SEO Content – Don’ts

  • Keyword stuffing. Creating keyword-targeted content isn’t about keyword density – a popular misconception within the SEO community. Instead, use meta tags and HTML tags to help search engines understand the theme of your page. For instance, H1, H2 and H3 tags can be used to prioritize keywords on any given page.
  • Thin content. It can be a challenge to find the right balance between too little and too much copy. Write too little and your page could capture too few variations around your target keyword. Write too much and your page could lose focus.
  • Duplicate content. Google has filters in place to detect duplicate content and penalize pages it considers have little value. When Google detects pages on a site with duplicate content, it will choose one of them to list. Furthermore, your site could attract penalties if Google believes that duplicate content is shown with the intent to manipulate rankings. Search engines aside, duplicate content reflects poorly on your brand.

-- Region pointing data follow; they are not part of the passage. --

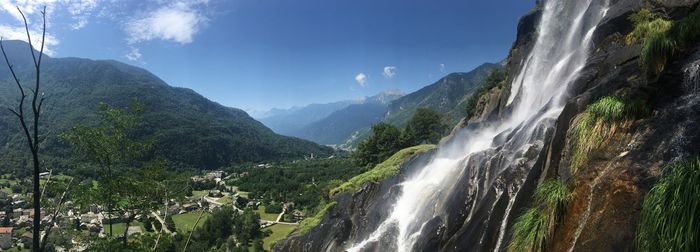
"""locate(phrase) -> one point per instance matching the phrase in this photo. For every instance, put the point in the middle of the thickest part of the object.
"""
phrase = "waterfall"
(691, 77)
(478, 157)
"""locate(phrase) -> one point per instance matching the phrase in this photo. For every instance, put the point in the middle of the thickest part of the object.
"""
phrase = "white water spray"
(537, 97)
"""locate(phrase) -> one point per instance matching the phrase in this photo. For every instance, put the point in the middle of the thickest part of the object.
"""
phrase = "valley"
(586, 137)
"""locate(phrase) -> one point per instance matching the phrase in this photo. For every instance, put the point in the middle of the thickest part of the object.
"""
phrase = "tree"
(31, 126)
(384, 142)
(111, 146)
(424, 127)
(170, 223)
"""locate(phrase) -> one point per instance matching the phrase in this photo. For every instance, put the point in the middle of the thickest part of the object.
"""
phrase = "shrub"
(533, 229)
(309, 223)
(494, 79)
(670, 218)
(599, 123)
(661, 38)
(382, 171)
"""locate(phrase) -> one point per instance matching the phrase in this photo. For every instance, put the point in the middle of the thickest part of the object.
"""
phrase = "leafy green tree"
(112, 147)
(424, 127)
(384, 142)
(170, 223)
(30, 122)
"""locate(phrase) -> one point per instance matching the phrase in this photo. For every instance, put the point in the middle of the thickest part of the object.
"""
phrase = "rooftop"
(5, 230)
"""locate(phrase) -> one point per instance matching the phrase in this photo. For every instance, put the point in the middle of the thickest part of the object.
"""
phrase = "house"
(215, 193)
(26, 238)
(24, 221)
(289, 206)
(5, 237)
(298, 215)
(16, 213)
(190, 207)
(89, 218)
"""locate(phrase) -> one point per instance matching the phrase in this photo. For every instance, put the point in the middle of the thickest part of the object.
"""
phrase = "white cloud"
(361, 79)
(389, 72)
(78, 10)
(19, 33)
(178, 21)
(134, 54)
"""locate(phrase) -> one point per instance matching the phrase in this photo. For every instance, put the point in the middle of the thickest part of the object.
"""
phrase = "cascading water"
(481, 156)
(691, 78)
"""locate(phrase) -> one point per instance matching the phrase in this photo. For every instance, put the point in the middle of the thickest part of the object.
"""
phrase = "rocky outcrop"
(608, 191)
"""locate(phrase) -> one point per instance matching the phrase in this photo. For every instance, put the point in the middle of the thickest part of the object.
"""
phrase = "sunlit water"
(538, 95)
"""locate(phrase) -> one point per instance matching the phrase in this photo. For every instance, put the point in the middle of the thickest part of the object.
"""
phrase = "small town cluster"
(17, 215)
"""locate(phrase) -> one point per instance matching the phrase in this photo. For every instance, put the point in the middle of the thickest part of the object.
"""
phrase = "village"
(180, 215)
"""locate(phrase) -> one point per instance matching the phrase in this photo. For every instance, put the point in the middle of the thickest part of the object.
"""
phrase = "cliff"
(608, 186)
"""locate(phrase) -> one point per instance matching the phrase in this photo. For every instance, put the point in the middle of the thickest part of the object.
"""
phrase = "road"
(162, 222)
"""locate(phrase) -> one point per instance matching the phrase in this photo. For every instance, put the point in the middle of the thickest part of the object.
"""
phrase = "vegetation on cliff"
(496, 78)
(383, 170)
(599, 123)
(662, 38)
(669, 219)
(533, 229)
(425, 127)
(309, 223)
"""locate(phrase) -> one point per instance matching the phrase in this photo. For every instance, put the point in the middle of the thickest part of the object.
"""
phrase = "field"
(199, 194)
(118, 228)
(279, 232)
(226, 200)
(266, 216)
(185, 222)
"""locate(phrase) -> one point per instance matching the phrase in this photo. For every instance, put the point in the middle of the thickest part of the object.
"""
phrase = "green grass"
(670, 218)
(534, 228)
(494, 79)
(185, 222)
(226, 200)
(383, 170)
(266, 216)
(661, 38)
(279, 232)
(309, 223)
(199, 194)
(599, 123)
(118, 228)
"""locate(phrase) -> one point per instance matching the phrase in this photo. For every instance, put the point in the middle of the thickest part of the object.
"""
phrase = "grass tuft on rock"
(534, 228)
(662, 38)
(383, 170)
(599, 123)
(311, 222)
(670, 218)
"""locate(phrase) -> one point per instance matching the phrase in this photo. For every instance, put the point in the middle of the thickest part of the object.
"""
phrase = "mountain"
(591, 144)
(288, 121)
(447, 96)
(338, 126)
(189, 130)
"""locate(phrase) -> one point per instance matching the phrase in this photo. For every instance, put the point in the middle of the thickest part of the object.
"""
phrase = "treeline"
(304, 182)
(425, 127)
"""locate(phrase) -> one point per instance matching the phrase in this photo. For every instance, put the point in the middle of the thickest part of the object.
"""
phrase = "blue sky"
(259, 54)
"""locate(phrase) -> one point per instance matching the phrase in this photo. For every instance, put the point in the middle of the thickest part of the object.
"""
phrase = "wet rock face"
(676, 3)
(609, 191)
(358, 212)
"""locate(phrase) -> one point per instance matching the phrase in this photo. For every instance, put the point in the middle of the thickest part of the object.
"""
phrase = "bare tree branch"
(51, 223)
(29, 37)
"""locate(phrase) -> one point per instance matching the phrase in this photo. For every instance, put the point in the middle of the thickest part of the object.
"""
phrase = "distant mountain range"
(330, 123)
(345, 123)
(189, 130)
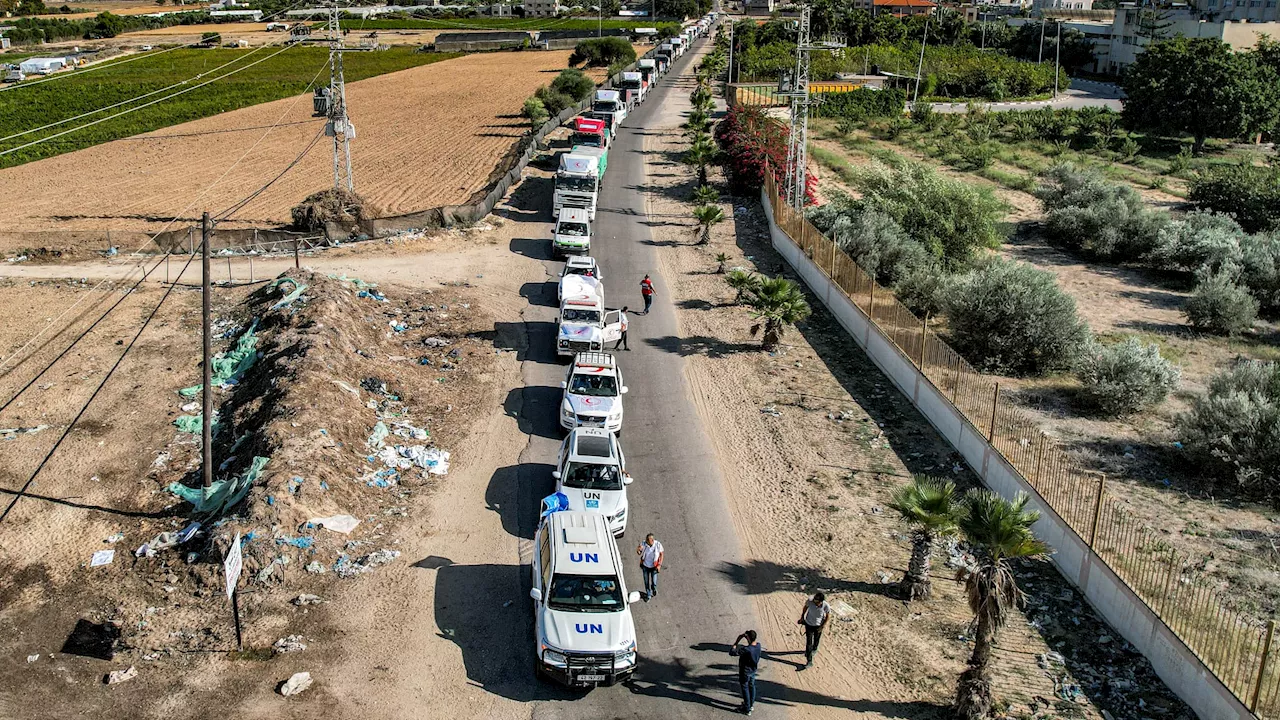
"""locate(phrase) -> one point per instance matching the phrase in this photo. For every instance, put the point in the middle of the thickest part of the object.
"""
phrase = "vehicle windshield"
(594, 386)
(583, 475)
(576, 229)
(575, 185)
(585, 593)
(575, 315)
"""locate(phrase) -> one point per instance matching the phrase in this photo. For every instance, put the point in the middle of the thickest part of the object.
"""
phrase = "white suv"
(583, 624)
(593, 393)
(592, 474)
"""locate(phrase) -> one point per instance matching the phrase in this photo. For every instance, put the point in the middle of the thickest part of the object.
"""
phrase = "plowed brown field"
(426, 136)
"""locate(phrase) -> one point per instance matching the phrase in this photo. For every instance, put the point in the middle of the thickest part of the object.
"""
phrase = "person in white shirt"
(814, 618)
(650, 564)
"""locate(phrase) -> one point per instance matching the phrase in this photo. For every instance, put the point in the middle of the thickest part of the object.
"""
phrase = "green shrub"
(1248, 192)
(951, 218)
(1013, 318)
(1197, 240)
(1095, 217)
(574, 83)
(1125, 377)
(603, 51)
(877, 244)
(1233, 431)
(923, 290)
(1260, 269)
(1219, 305)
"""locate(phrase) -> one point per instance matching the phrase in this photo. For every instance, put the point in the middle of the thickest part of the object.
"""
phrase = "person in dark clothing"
(814, 618)
(748, 664)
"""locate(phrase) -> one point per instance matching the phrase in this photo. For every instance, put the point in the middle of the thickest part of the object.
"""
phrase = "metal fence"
(1234, 646)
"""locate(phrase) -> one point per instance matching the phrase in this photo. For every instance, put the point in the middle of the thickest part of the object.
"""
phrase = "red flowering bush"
(752, 141)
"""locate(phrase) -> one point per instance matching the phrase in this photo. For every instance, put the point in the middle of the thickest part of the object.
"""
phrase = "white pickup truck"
(583, 628)
(585, 324)
(592, 474)
(593, 393)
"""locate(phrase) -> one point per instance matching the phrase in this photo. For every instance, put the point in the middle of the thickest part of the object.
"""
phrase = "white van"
(583, 627)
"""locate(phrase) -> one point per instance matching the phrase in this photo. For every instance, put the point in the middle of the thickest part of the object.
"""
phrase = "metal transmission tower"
(798, 147)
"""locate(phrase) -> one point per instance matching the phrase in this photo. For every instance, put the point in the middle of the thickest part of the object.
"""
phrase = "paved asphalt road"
(685, 632)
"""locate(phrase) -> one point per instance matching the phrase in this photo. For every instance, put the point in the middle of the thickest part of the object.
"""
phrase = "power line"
(56, 135)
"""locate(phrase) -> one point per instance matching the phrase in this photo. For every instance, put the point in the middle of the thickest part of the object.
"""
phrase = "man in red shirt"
(647, 292)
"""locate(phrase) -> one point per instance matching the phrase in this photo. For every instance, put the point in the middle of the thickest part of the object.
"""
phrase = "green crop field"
(501, 23)
(283, 76)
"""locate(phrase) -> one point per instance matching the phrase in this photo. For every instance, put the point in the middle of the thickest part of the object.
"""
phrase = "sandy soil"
(428, 136)
(1233, 541)
(819, 475)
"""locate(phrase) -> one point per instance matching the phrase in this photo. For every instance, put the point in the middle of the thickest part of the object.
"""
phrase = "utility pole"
(1057, 57)
(206, 393)
(919, 68)
(798, 145)
(338, 127)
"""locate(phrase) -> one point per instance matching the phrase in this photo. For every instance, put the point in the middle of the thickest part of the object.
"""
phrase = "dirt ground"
(429, 136)
(1229, 540)
(172, 616)
(817, 434)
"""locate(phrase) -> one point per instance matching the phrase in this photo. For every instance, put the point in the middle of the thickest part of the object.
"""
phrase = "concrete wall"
(1107, 593)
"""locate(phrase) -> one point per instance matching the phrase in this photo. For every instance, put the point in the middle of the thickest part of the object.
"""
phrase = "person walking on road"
(814, 618)
(622, 341)
(647, 292)
(748, 662)
(650, 564)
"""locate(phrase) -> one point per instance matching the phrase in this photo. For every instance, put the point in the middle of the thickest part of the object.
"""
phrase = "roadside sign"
(232, 566)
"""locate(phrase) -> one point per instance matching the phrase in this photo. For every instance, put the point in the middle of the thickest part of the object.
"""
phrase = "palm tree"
(707, 215)
(776, 304)
(931, 507)
(700, 154)
(744, 282)
(704, 195)
(1000, 531)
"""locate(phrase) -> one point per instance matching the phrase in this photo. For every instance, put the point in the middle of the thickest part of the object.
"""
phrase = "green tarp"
(223, 495)
(231, 365)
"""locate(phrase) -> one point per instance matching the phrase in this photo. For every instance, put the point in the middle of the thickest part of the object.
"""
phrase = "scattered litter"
(224, 493)
(9, 433)
(346, 568)
(337, 523)
(288, 299)
(296, 684)
(122, 675)
(291, 643)
(229, 367)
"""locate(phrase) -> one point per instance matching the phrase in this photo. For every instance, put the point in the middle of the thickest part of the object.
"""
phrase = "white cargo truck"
(583, 627)
(577, 183)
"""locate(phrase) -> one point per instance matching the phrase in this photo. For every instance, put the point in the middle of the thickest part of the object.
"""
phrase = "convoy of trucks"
(584, 630)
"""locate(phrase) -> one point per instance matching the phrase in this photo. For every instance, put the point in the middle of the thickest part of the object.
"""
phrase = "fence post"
(995, 404)
(924, 341)
(1097, 511)
(1262, 665)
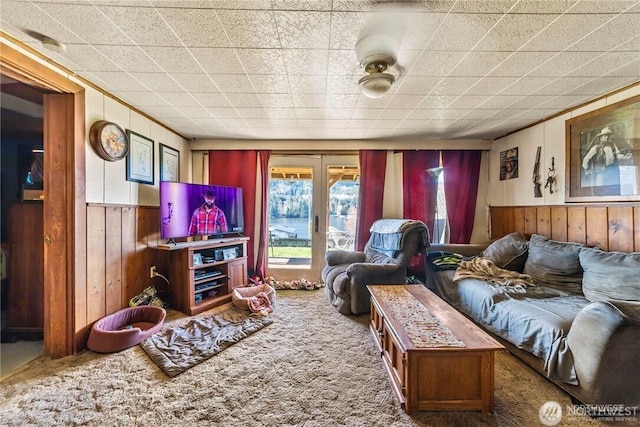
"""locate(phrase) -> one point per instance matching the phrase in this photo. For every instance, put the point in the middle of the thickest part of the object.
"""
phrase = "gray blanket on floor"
(177, 349)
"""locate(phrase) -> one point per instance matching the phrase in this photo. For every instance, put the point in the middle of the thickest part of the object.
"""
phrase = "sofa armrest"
(469, 249)
(605, 343)
(339, 256)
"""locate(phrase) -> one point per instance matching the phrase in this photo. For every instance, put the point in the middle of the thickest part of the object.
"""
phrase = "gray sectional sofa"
(576, 319)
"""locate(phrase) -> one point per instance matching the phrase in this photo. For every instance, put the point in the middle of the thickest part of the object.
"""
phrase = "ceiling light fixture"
(376, 54)
(377, 83)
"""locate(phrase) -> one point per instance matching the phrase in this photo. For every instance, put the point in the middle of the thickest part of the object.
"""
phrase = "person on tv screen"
(208, 218)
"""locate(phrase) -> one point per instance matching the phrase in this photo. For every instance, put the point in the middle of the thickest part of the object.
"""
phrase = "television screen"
(199, 210)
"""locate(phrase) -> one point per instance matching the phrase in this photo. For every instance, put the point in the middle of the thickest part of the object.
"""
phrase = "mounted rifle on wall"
(537, 191)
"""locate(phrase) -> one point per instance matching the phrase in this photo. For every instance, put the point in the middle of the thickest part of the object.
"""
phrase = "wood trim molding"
(20, 67)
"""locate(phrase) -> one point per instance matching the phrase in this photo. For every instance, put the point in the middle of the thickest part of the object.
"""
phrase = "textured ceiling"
(286, 69)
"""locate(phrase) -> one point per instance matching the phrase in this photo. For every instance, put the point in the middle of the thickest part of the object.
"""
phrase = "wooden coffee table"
(424, 377)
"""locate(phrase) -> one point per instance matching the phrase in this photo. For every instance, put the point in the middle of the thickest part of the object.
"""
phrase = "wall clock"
(109, 140)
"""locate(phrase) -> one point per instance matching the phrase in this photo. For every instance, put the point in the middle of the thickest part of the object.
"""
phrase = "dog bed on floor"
(254, 298)
(125, 328)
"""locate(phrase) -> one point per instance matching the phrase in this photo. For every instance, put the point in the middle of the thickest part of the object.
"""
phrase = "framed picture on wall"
(140, 158)
(169, 164)
(509, 164)
(603, 154)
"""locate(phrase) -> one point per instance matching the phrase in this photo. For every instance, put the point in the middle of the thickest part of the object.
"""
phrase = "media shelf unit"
(204, 273)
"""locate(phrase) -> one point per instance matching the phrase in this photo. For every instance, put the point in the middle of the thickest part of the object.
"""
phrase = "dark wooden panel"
(543, 215)
(113, 258)
(501, 220)
(614, 227)
(518, 220)
(576, 223)
(597, 227)
(96, 264)
(530, 221)
(620, 228)
(559, 223)
(25, 292)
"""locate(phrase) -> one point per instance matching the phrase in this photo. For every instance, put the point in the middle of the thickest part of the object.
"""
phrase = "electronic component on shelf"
(199, 275)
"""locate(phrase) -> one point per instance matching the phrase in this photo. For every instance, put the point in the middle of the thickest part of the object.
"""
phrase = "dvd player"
(206, 275)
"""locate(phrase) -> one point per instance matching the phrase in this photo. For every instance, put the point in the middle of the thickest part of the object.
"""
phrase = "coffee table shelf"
(434, 378)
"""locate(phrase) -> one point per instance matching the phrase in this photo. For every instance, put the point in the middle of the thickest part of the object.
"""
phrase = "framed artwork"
(509, 164)
(140, 158)
(603, 154)
(169, 164)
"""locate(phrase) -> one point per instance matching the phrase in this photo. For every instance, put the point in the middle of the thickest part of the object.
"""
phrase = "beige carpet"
(311, 367)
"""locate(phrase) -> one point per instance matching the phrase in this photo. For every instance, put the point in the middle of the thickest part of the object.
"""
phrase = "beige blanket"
(484, 269)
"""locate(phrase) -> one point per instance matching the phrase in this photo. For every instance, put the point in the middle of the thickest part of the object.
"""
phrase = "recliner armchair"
(386, 256)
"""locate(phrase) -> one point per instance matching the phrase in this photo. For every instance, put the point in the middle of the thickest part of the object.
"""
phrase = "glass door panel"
(294, 199)
(344, 185)
(312, 207)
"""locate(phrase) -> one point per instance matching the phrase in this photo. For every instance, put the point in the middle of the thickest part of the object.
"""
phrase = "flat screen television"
(200, 210)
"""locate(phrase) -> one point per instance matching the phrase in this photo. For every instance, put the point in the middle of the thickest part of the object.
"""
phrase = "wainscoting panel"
(118, 258)
(614, 228)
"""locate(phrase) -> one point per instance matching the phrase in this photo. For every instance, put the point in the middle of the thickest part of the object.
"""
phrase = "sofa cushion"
(610, 275)
(554, 263)
(508, 252)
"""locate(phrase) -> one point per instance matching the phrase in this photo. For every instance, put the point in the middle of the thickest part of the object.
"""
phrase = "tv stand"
(204, 273)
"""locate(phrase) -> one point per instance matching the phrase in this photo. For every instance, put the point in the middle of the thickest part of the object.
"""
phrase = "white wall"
(106, 181)
(550, 135)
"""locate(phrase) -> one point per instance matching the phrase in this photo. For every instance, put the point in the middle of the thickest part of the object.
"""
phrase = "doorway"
(312, 207)
(22, 264)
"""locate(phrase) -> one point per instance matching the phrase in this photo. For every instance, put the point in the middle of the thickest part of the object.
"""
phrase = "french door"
(312, 206)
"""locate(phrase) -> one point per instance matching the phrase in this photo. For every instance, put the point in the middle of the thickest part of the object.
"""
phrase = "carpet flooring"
(311, 367)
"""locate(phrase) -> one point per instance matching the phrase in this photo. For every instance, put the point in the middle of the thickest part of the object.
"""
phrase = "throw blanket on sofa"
(387, 235)
(484, 269)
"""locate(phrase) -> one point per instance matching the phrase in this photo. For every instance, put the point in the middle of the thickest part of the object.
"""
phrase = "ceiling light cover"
(376, 85)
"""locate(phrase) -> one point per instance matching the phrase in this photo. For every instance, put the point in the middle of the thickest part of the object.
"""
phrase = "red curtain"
(373, 165)
(420, 191)
(237, 168)
(420, 194)
(461, 175)
(263, 239)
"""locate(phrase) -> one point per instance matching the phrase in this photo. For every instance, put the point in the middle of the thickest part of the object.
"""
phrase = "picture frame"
(509, 164)
(603, 154)
(140, 158)
(169, 164)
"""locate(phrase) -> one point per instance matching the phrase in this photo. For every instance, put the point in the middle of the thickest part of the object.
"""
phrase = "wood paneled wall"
(614, 228)
(119, 239)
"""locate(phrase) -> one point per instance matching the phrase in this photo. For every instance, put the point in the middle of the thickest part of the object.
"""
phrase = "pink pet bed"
(254, 298)
(125, 328)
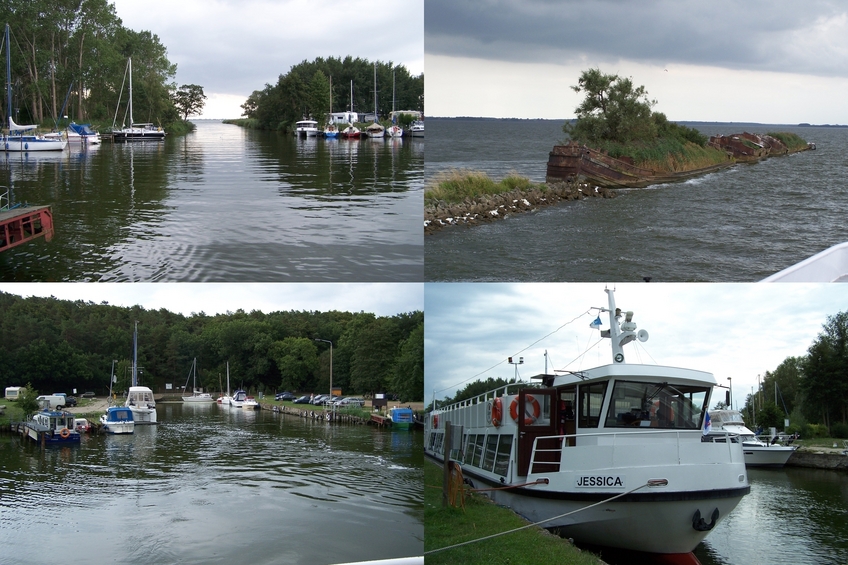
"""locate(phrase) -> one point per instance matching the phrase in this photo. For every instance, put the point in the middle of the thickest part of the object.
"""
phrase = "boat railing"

Results are fast to filter through

This will ultimately depend on the competitive landscape and the strength of your domain. If your site is authoritative and crawled on a regular basis, your keyword-targeted page could make it onto the first page of Google within days.

If your web page is ranking too low in your opinion, this may be an indication that your key phrase requires additional support in the form of external link building, and perhaps better optimised internal linking.